FSV Gerlingen am Tiefpunkt angelangt

Maximilian Humberg sah die Rote Karte

Maximilian Humberg sah die Rote Karte

Foto: Michael Meckel

Gelsenkirchen.  Nach dem 0:5 beim bisherigen Schlusslicht YEG Hassel stürzte Westfalenliga-Aufsteiger FSV Gerlingen auf den letzten Platz ab.

Aufsteiger FSV Gerlingen ist in der Fußball-Westfalenliga auf dem Tiefpunkt angekommen. „Es hätte nicht schlimmer kommen können. Wir haben richtig auf die Fresse bekommen“, nahm der Sportliche Leiter Stefan Büdenbender nach der bitteren 0:5 (0:2)-Niederlage beim bisherigen Letzten YEG Hassel kein Blatt vor den Mund. Damit haben die Gäste die rote Laterne übernommen.

„Wir haben verdient verloren, auch in dieser Höhe“, ärgerte sich Büdenbender über eine Leistung seiner Mannschaft, die nicht ligatauglich war.

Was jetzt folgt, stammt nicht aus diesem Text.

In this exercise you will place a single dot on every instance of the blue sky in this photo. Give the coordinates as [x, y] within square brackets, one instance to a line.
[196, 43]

Dabei konnten die Gerlinger Anschauungsunterricht nehmen, wie man den Abstiegskampf annimmt. „Hassel hat das von der ersten Minute an vorgemacht und richtig Gas gegeben“, berichtete der Sportliche Leiter.

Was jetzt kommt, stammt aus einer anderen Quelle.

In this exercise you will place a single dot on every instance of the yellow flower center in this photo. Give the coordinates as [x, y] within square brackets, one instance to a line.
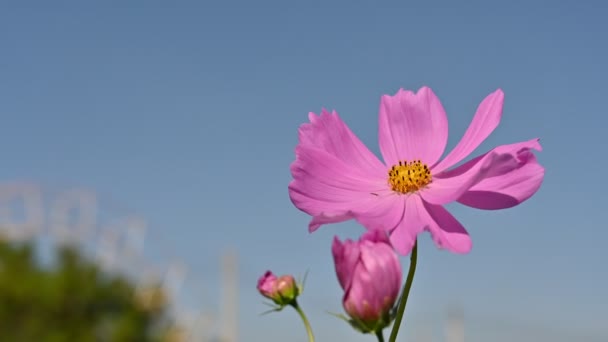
[409, 176]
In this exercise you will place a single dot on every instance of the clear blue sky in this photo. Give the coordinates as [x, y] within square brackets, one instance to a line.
[187, 112]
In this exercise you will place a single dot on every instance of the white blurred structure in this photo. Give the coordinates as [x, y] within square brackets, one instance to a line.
[454, 326]
[115, 239]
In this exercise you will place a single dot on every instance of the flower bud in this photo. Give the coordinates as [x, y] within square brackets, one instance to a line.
[369, 272]
[282, 290]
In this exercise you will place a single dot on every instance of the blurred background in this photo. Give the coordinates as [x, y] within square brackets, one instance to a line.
[146, 148]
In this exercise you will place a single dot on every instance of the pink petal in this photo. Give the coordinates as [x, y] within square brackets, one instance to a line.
[412, 126]
[484, 122]
[329, 133]
[383, 213]
[326, 187]
[449, 186]
[446, 231]
[506, 190]
[412, 224]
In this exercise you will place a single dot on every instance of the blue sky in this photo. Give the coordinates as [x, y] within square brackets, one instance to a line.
[187, 113]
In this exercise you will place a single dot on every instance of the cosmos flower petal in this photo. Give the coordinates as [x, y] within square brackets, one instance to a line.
[486, 119]
[449, 186]
[414, 222]
[506, 190]
[329, 133]
[383, 213]
[325, 186]
[446, 231]
[412, 126]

Maximilian Humberg sieht Rot

Bereits vor einer Woche, nach der unglücklichen Niederlage beim Spitzenreiter Finnentrop/Bamenohl, hatte der neue YEG-Übungsleiter Ahmet Inal sein Team auf Gerlingen eingeschworen. „Das war eine ganz andere Zweikampfführung“, lobte Stefan Büdenbender die Einstellung der Gastgeber.

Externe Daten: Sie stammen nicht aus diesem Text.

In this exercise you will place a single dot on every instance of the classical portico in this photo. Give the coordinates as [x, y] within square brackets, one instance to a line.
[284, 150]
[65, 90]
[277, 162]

Dem FSV merkte man nie an, was in diesem Duell auf dem Spiel stand. Und so nahm das Unheil in der 14. Minute seinen Lauf, als Hassel in Führung ging. Für die weiteren Treffer sorgten Faruk Gülgül mit einem Dreierpack (25., 50. und 86.) sowie Ahmet Tosun (71.). Für Gerlingen kam es noch dicker. So kassierte Maximilian Humberg nach einem absichtlichen Handspiel in der 70. Minute die rote Karte. Dominik Zimmermann fehlt nach seiner fünften gelben Karte gegen Iserlohn, Steffen Scheppe zog sich zudem eine Innenbandverletzung zu.

Gerlingen: Sauermann, Humberg, Scheppe (62. Beckmann), Zimmermann, Laube, Ohm, Busenius, Chr. Brüser, Bredebach (46. Suzuki), Häner, Basoglu (46. Schuchert).